代わりにムスターファは、別の疑問を口にした。
「それにしても、以前ここに来た時には、あんな奴らは影も形もなかった。まだ二月と経っていないのに、いったいあいつらはどこから湧き出して来たって言うんだ?」
「湧き出して来たというのは言い得て妙です。実際奴らは、地の底から湧き出して来たのだと私は考えています」
ディオゲネスが答えた。
「地の底?地下世界というやつか?」
グィードが訪ねた。
「ええ、この際ですからムスターファにもお話ししますが、」
そう言ってディオゲネスが一同を眺めると、皆がそれに同意したのがわかった。
「じつは私たちは、魔王の復活が近いのではないかと考えています」
「魔王の復活だって?そいつは穏やかじゃないな」
そう言いつつもムスターファには、どこか余裕のようなものを感じる。
それからディオゲネスは、偉大なるネズミの王やコボルトの王の伝説、コボルダイトのことまでを詳しく説明した。
「そいつは確かに、かなり緊迫した状況だな」
「だからこそ私たちは、今回のコーサラ砂漠の探索で、少なくとも偉大なるネズミの王かコボルトの王のどちらかを発見して、討伐したいと考えています」
ディオゲネスが、きっぱりとした調子で宣言した。
それは、今朝オーデンセからパンカーダに向かう道々で、一行が話し合ってきたことであった。

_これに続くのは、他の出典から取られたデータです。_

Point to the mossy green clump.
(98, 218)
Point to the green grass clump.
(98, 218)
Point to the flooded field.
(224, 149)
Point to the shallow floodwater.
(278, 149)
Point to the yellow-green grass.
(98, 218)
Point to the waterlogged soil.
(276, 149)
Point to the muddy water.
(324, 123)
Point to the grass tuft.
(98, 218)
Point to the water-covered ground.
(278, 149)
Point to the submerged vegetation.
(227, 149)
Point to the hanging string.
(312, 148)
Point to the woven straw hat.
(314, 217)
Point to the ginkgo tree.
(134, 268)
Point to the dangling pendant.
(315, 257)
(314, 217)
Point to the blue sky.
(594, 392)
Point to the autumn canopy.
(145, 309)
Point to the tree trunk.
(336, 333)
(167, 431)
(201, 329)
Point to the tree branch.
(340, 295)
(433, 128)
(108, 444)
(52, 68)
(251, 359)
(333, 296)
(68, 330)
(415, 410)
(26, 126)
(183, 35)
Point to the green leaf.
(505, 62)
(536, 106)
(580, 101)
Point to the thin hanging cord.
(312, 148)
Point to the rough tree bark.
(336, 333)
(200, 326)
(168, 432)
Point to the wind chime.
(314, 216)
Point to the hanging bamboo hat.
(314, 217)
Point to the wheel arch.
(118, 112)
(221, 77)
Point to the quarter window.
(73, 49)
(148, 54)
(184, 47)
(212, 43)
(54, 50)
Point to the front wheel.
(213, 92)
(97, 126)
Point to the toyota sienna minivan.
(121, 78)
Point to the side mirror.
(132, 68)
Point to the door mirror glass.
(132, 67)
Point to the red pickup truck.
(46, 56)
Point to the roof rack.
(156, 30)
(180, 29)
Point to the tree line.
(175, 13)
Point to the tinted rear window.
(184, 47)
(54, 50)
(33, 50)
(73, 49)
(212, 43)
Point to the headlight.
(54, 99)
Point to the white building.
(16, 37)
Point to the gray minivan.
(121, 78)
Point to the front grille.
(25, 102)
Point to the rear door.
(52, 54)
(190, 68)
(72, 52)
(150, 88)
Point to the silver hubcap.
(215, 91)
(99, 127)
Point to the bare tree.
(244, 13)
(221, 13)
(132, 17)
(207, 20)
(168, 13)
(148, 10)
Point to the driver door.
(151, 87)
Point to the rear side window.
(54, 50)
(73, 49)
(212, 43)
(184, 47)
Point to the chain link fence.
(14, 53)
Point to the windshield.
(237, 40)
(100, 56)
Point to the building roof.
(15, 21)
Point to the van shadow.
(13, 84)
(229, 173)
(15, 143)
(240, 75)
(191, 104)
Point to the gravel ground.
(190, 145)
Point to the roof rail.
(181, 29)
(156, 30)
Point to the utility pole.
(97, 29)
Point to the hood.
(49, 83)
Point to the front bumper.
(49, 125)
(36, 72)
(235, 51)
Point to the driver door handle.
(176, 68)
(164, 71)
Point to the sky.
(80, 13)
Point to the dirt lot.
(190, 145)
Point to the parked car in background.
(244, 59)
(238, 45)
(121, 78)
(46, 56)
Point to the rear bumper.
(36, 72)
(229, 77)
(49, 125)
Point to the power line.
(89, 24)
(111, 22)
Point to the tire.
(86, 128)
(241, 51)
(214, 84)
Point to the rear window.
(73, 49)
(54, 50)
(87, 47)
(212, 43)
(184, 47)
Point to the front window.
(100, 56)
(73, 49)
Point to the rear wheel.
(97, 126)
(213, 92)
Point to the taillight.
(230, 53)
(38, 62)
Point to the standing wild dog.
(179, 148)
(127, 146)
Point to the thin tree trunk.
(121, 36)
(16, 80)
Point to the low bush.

「そうか、わかった。それなら俺もそのつもりで、覚悟を決めなければならないな」
ムスターファが、冷静にすべてを受け止めるように、落ち着いてそう答えた。
「ところでムスターファ、おまえも只者じゃないようだが。こう言っちゃなんだが、おまえほどの腕を持つ奴が、こんなところで燻っている理由は何なんだ?」
グィードが率直に尋ねた。
「ふっ、燻っているか、なかなか痛い所を突くな。だが俺は、自分のことを燻っているとは思っていない。俺の全生涯を掛けた使命は、この砂漠の平和を守ることだと思っているからな」
ムスターファは、それを心からの誇りとしているかのように、堂々と宣言した。
「全生涯を掛けて?いったいなにがおまえを、そこまで思い詰めさせているんだ?」
グィードが問いを重ねた。
「そうだな、おまえたちとあの店で会ったのも決して偶然ではなく、創造主と聖霊のお導きだと、俺は思っている。ここまで来たら俺の話も、おまえらに全部話しておこうか」
そう言って、ムスターファは自分の身の上話を始めた。